Pagano and Loney present a similar though far more subdued contrast. Pagano's Maureen is often agitated, especially around her mother, who picks at her like a Wisconsin black fly would, and when she loses all her composure, as she does at one point with Loney's Pato, she seems to move from neurosis to insanity. Loney, on the other hand, plays Pato as a genuinely peaceful fellow -- occasionally understandably nervous or depressed -- and who wouldn't be, after a bout of impotence? One supposes that the playwright wants Pato to demonstrate an ordinary, mildly admirable normality, sensitive enough to appreciate Maureen's hectic vivacity but protected by an insensitivity and a natural gentlemanliness that prevent him from suffering too much from the way the love affair turns out. A lesser player would have made Pato about as interesting as a bottle of 2 percent milk. Loney, however, creates a gentle, lovable soul -- interesting not just in contrast to the other three characters but as a life force too useful to be destroyed by his hometown and townspeople.

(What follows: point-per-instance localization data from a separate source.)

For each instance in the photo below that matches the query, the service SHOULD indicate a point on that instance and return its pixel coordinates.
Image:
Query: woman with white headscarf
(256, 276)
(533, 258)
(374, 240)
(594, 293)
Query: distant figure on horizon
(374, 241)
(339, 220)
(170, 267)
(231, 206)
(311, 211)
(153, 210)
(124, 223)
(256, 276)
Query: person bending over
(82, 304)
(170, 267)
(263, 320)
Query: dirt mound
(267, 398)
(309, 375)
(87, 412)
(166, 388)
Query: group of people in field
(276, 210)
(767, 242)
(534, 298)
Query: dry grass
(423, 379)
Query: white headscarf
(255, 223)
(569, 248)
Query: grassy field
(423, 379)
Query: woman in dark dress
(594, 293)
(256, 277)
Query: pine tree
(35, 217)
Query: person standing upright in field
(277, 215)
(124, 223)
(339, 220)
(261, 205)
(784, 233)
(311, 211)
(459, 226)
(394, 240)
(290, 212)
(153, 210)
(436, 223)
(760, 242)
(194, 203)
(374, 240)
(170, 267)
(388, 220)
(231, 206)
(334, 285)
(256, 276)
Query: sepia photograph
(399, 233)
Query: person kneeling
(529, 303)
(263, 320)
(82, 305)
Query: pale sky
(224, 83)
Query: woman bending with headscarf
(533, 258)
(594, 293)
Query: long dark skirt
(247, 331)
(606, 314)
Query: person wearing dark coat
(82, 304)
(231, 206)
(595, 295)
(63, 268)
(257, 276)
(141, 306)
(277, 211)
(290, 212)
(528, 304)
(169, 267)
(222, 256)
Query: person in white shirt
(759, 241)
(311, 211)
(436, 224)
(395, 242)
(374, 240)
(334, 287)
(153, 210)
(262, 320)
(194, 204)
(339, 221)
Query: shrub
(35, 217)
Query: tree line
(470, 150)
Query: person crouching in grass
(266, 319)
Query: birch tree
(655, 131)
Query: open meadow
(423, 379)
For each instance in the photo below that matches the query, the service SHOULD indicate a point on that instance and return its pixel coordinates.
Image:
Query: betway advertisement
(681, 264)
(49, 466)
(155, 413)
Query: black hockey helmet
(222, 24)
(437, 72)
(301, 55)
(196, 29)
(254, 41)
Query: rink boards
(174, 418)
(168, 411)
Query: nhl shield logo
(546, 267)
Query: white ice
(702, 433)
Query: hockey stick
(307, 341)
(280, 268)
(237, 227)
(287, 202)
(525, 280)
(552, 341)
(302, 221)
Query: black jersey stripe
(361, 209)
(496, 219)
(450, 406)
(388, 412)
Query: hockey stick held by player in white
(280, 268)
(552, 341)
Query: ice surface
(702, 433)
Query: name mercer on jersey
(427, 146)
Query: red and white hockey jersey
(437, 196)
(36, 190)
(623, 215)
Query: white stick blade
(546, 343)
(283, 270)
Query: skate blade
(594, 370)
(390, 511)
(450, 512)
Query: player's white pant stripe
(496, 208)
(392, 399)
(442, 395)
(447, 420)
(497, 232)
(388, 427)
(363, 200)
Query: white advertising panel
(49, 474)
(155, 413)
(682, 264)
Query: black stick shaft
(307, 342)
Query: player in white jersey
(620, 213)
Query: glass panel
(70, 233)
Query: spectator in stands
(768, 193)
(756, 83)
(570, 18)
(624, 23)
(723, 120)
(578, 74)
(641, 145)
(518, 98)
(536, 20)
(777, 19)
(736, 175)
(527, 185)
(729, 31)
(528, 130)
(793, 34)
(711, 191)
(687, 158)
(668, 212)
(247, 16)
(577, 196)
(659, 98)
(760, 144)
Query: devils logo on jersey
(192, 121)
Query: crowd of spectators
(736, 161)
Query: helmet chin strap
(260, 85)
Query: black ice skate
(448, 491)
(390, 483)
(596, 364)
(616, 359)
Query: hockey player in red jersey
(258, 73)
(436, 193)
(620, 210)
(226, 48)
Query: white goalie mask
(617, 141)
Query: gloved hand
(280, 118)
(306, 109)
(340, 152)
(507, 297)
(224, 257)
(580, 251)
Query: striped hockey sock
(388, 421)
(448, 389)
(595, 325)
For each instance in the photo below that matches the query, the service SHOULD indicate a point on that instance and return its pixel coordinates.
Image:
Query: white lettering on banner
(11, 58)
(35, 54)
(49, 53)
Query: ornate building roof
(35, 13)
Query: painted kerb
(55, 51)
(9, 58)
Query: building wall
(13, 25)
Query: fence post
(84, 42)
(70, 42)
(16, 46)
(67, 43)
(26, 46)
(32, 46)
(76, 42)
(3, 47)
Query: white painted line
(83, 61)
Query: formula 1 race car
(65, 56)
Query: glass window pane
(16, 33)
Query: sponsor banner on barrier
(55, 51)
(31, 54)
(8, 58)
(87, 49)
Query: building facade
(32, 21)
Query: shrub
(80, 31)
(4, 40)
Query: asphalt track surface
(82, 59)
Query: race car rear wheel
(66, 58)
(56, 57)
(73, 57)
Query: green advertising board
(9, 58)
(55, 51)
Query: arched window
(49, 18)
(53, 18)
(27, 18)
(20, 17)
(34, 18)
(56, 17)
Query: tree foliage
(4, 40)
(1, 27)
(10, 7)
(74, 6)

A play directed by John Going is usually fast-moving, witty and clear-spoken, but The Beauty Queen of Leenane is not vintage Going. Flanagan and Pagano spent the play's first several minutes with terrible cases of mush mouth, and throughout the performance palpable, incomprehensible beats seemed to separate one actor's lines from another's. James Wolk's set looked like a neorealist painting -- elegantly spare, handsomely gray. I could have done without the real rain falling behind it. The Rep seems to have discovered water over the past year and is utilizing it the way a 14-year-old girl utilizes Kmart makeup. Remember the pool in last fall's Shakespeare? Well, the rain in this play isn't nearly as obtrusive, so perhaps our hypothetical girl had a birthday. Elizabeth Covey's costumes do well enough, and Michael Philippi's lights are mostly fine -- but why does sunshine show under the door in the midst of an evening scene?
The Beauty Queen of Leenane skirts the edges of mere nastiness -- a sneering, condescending, despising invidious humor more English than Irish. But the playwright, Martin McDonagh, is a young city man of limited experience from a straitened background. Given time, perhaps he will develop the humanism of his literary forerunners, Brendan Behan most especially, and learn to mix contempt born of fear and ignorance with some pity.